The eye is one of the most complex organs in your body. Much of the information you require for everyday living is obtained through your eyes. As with most complex systems, there are many things that can go wrong. Fortunately, most problems can be prevented or corrected provided they are detected early enough.
Short sighted people do not see distance object clearly. It is a common disorder affecting about 15-20% of the population. It usually begins to develop in teenagers and gets worse over the following few years.
Long sighted people have trouble seeing near objects clearly whilst distance objects usually remain clear. People compensate for longsightedness by exerting more focus effort and will often complain of eyestrain, tired eyes and/or headaches.
Astigmatism is a focussing error which causes asymmetric blur. An image will be more blurred in one direction than the other. It is usually caused by the shape of the front surface of the eye.

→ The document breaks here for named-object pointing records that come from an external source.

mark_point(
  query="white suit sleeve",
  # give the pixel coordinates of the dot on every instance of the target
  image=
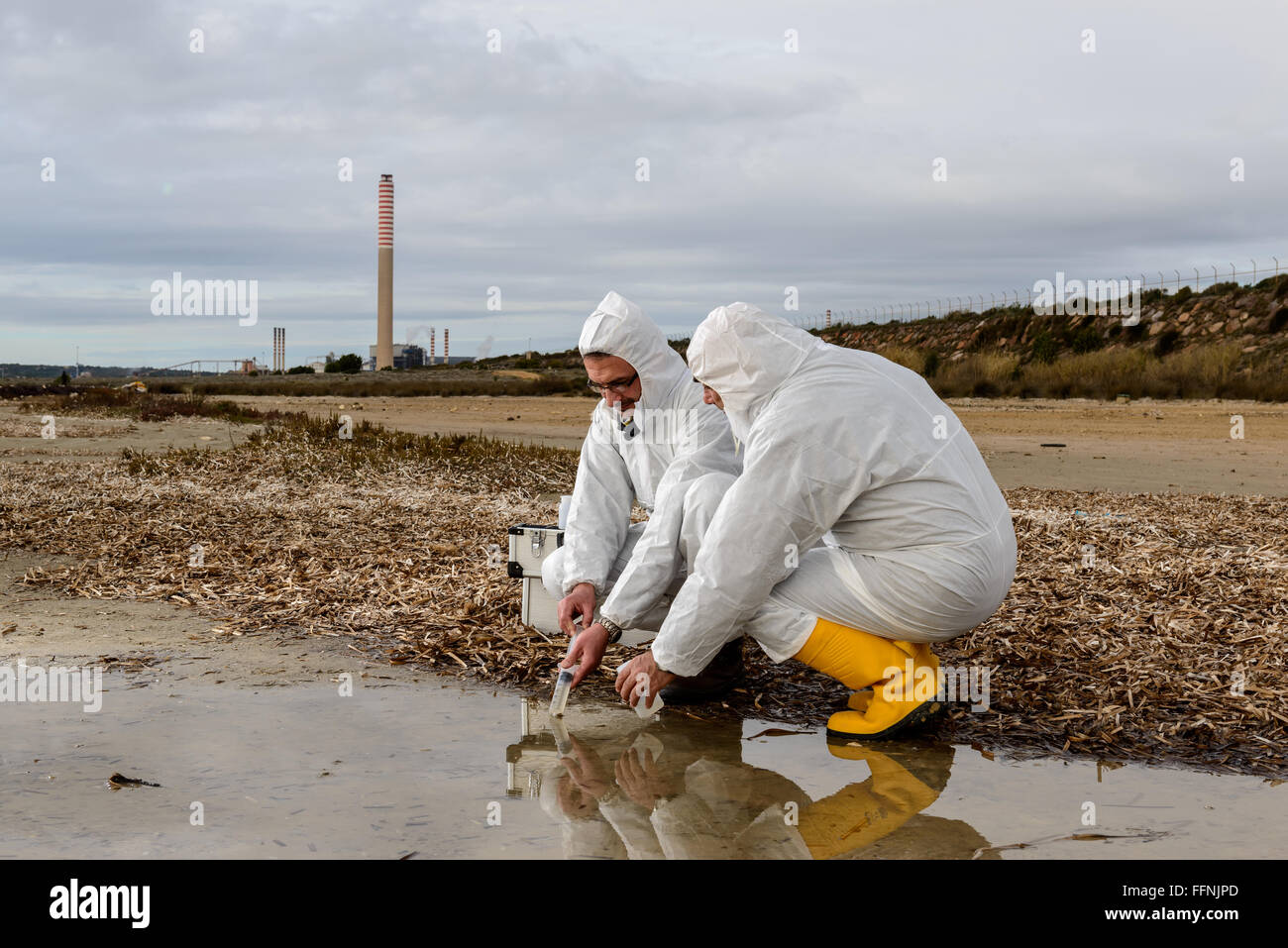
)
(706, 446)
(794, 487)
(600, 511)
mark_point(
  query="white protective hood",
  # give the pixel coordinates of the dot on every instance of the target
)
(619, 327)
(842, 442)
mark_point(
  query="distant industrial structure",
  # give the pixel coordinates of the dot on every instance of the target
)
(385, 273)
(213, 366)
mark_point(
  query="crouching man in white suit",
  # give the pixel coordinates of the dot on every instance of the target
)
(863, 527)
(652, 438)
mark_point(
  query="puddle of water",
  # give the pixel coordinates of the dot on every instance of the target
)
(447, 772)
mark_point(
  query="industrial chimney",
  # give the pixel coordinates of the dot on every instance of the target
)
(385, 274)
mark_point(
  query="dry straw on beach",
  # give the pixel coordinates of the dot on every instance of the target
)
(1138, 627)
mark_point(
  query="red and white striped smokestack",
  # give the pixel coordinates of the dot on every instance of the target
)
(385, 274)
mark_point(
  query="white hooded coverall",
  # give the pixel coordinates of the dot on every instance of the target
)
(677, 456)
(840, 442)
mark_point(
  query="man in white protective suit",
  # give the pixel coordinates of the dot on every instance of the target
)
(652, 438)
(863, 527)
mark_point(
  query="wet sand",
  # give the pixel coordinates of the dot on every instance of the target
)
(1138, 447)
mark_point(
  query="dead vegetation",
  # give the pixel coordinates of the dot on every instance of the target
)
(1138, 627)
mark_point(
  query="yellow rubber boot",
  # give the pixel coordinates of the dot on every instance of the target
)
(903, 675)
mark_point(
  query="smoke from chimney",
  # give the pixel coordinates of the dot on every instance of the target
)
(385, 273)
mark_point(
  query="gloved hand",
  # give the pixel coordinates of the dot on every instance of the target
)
(587, 648)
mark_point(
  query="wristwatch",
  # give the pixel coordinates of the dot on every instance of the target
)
(614, 631)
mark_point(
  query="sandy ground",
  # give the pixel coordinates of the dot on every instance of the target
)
(287, 784)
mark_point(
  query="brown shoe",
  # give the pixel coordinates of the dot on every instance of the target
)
(713, 682)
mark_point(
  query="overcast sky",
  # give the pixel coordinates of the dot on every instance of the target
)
(518, 168)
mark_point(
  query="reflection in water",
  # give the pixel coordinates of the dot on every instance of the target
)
(670, 791)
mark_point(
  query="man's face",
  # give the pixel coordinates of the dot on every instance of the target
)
(616, 371)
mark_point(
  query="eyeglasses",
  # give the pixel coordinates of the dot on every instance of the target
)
(618, 386)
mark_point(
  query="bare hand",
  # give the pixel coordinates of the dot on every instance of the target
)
(642, 668)
(580, 601)
(587, 648)
(587, 771)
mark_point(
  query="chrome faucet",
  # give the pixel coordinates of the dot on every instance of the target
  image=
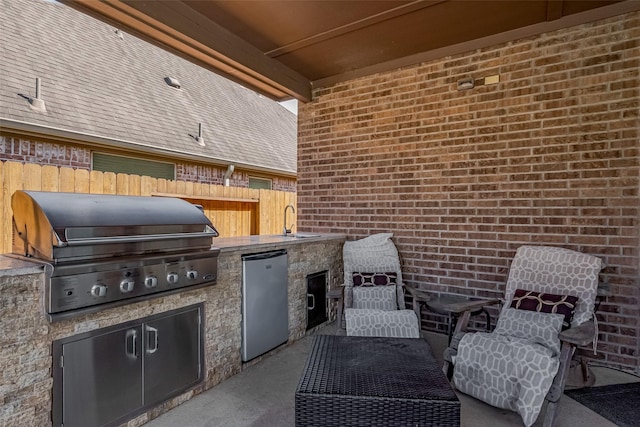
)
(286, 230)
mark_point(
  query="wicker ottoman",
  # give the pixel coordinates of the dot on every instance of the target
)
(372, 381)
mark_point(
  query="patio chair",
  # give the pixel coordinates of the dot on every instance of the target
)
(548, 311)
(373, 290)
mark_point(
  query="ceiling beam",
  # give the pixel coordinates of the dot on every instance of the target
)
(199, 40)
(403, 9)
(551, 25)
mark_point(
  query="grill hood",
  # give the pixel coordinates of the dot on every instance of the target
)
(71, 227)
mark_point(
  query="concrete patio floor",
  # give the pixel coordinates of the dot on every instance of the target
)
(262, 395)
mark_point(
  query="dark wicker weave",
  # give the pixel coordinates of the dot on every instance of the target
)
(366, 381)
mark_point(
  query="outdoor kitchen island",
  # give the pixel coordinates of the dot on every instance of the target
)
(26, 336)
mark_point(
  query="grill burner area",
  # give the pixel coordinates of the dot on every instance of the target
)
(104, 251)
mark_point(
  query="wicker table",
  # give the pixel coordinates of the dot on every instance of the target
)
(366, 381)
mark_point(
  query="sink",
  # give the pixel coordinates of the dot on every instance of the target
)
(301, 235)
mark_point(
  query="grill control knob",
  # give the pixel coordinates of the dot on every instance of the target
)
(99, 290)
(173, 278)
(150, 281)
(126, 286)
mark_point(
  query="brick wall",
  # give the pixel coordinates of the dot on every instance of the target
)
(549, 155)
(30, 150)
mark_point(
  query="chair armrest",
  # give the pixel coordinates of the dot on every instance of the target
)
(580, 335)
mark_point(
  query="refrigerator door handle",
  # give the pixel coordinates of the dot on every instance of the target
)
(151, 332)
(130, 344)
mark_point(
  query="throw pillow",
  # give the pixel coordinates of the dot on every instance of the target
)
(375, 297)
(546, 303)
(375, 279)
(533, 326)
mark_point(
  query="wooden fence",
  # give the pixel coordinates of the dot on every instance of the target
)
(234, 211)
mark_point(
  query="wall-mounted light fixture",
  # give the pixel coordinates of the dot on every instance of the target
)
(227, 174)
(37, 103)
(466, 83)
(200, 138)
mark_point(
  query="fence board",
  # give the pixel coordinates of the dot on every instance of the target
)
(66, 180)
(238, 212)
(96, 182)
(110, 183)
(82, 181)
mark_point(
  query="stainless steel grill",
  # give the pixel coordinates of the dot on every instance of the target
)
(108, 250)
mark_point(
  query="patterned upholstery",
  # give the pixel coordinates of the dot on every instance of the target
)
(375, 253)
(376, 297)
(379, 323)
(556, 271)
(539, 328)
(493, 376)
(546, 303)
(375, 310)
(514, 367)
(375, 279)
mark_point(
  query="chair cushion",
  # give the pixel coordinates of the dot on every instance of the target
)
(375, 297)
(378, 323)
(534, 326)
(375, 279)
(546, 303)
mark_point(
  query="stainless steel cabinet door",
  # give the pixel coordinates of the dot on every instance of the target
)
(102, 378)
(173, 355)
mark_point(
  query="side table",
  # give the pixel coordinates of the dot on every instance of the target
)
(451, 306)
(337, 295)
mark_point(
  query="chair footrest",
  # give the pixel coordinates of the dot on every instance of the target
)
(380, 323)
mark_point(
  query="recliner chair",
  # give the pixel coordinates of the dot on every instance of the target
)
(373, 293)
(548, 311)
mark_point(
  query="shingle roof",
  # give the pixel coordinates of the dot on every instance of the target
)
(96, 83)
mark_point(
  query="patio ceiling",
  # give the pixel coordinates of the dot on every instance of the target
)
(283, 49)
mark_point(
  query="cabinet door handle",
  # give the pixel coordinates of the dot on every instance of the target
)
(152, 332)
(130, 343)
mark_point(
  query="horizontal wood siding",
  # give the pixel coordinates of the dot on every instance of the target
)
(234, 211)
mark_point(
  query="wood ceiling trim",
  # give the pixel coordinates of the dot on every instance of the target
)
(353, 26)
(507, 36)
(257, 71)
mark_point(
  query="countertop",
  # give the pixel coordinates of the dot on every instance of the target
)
(13, 266)
(227, 244)
(10, 266)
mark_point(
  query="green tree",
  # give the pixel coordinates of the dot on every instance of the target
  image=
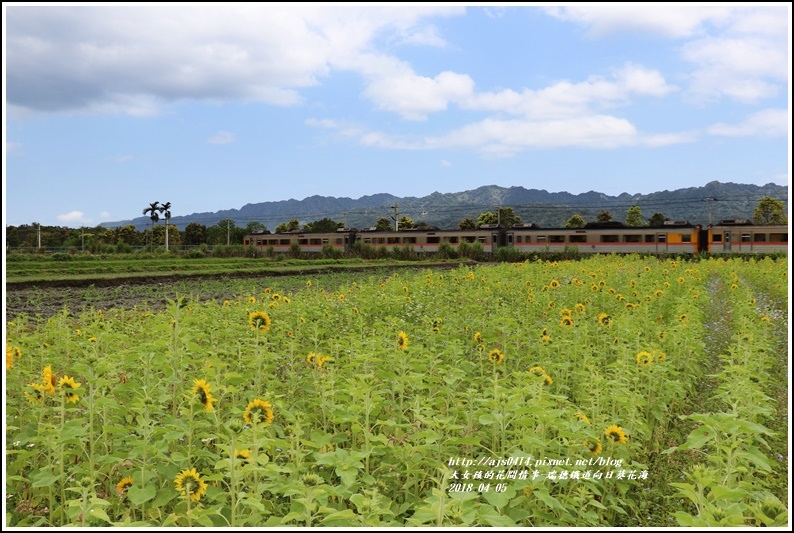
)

Presbyopia is a condition where the eye progresively has trouble focussing a a normal reading distance. It is not a disease, but a normal aging process affecting persons around 40-50 years of age. It is related to the loss of elasticity and flexibility of the crystalline lens inside the eye.
Glaucoma is a particularly dangerous eye disease that will cause blindness if left untreated. It is named the "silent thief" of sight because loss of vision occurs slowly, often without symptoms. It is caused by elevated pressure inside the eye resulting in the damage of the optic nerve fibres. Tests for glaucoma are simple and painless. The risk of developing glaucoma increases with age and tends to run in families. Everyone over the age of 40 should be treated regularly.
the clouding of the cystalling lens inside the eye is known as a cataract. Poor vision results because the cloudiness interferes with the light entering the eye. Catarcts are usually as a result of aging and long term exposure to UV. When vision is substantially reduced, surgery is recommended.
MACULAR DEGENERATION (MD)
This condition affects older people and can be seen in up to 30% of the population over 80 years. It results in the loss of central vision caused by the damage or breakdown of a very small part of the retina, known as the macula. Treatment is limited and is only effective when detected very early. Regular examinations are recommended for people over the age of 50 and those who have a family history of MD.
One in three people with diabetes could suffer some form of damage to their vision. It can cause the focussing abilty of the eyes to weaken or fluctuate from day to day and changes can occur at the back of the eye in the retina. Diabetes can affect the eyes in many ways especially if patients have poor diabetic control or have had the disease for some time. The incidence of glaucoma and cataracts increases in people who have diabetes. Yearly checkups are recommended for all diabetics and feedback is provided to your GP or nurse.